Foot and Ankle Arthritis Treatment Without Surgery
While there’s no cure for osteoarthritis in the foot or ankle, remedies exist that can help slow the progression of the disease and help ease some of the pain and stiffness you may feel. Many of these involve lifestyle changes or other nonsurgical strategies. Your doctor likely will recommend these approaches first, before considering surgery.
- Switch to low-impact activities. It’s important to stay active, but rather than high-impact exercises like jogging, try activities that don’t put as much stress on your feet and ankles, like walking, bicycling, yoga or swimming.
- Lose weight if you’re overweight. Carrying excess pounds can strain your joints and aggravate arthritis.

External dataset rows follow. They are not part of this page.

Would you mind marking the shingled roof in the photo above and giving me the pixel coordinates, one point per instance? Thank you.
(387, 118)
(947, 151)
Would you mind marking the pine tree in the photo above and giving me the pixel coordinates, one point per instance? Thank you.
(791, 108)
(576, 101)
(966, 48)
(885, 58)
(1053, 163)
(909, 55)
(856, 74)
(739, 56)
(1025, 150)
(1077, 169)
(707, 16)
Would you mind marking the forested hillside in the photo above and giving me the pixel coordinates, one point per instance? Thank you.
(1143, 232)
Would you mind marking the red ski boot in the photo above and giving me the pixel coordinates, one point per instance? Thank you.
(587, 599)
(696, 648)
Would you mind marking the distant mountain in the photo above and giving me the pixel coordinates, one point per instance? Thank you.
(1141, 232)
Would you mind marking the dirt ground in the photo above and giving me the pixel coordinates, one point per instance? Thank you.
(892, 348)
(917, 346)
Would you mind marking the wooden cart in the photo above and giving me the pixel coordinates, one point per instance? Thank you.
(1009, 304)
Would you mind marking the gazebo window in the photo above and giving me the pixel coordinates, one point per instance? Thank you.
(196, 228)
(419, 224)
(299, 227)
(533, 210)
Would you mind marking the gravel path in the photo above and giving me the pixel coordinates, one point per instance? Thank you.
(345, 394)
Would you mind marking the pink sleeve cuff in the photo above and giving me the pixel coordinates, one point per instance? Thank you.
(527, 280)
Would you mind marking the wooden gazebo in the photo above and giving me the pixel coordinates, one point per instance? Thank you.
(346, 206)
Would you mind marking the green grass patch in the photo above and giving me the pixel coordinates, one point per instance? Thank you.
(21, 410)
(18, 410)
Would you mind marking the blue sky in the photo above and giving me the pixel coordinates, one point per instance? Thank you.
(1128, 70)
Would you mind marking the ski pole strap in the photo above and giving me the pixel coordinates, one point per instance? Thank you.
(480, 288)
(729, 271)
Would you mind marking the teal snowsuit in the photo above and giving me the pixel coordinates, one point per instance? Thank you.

- Use devices to minimize pain. Shoe inserts (both over-the-counter and custom orthotics), ankle braces, or customized shoes with extra padding can help reduce pressure on sore areas of your feet.
- Treat gout with drugs and diet. If you’re prone to gout in the foot, treatment is available in the form of medications your doctor can prescribe to ease symptoms and prevent uric acid buildup (a trigger for this condition). You also may need to eliminate certain uric acid-promoting foods from your diet, such as red meat, organ meats, seafood, and excess alcohol.
- Take medications. Over-the-counter drugs can reduce swelling and pain, such as ibuprofen (Advil, Aleve) or other non-steroidal anti-inflammatory medication. Your doctor can advise which medications are best for you.
- Get cortisone injections. These shots into your arthritic joints can provide temporary relief (although most experts recommend limiting to two per year).
- See a physical therapist. If needed, your doctor may recommend you see a physical therapist to learn exercises to improve your range of motion and flexibility, as well as strengthen the muscles around your foot and ankle joints.
Arthritis Foot Exercises You Can Do at Home
Some arthritis foot exercises can be done at home. Here are a few common and easy ones to try. (Your physical therapist or doctor can suggest more.) These exercises can be repeated several times on one or both feet.
- Toe curls: While sitting with bare feet, use your toes to pick up a small towel on the floor in front of you and drag it towards you. Next, practice pushing it away from you. Another variation of this exercise uses marbles, which you pick up from one bowl and set down into another bowl using just your toes.
- Achilles stretch: To help your calf muscles, heel, and the bottom of your foot, stand facing a wall. Put your hands against it and lean forward, as if doing a push-up, and keep your heels on the ground. Hold this position for a few seconds before returning to standing. Practice doing this first from a close distance, then increase as you become more comfortable.
- Ankle alphabet: While sitting, use your foot to “write” letters of the alphabet in the air, with your big toe as a pointer.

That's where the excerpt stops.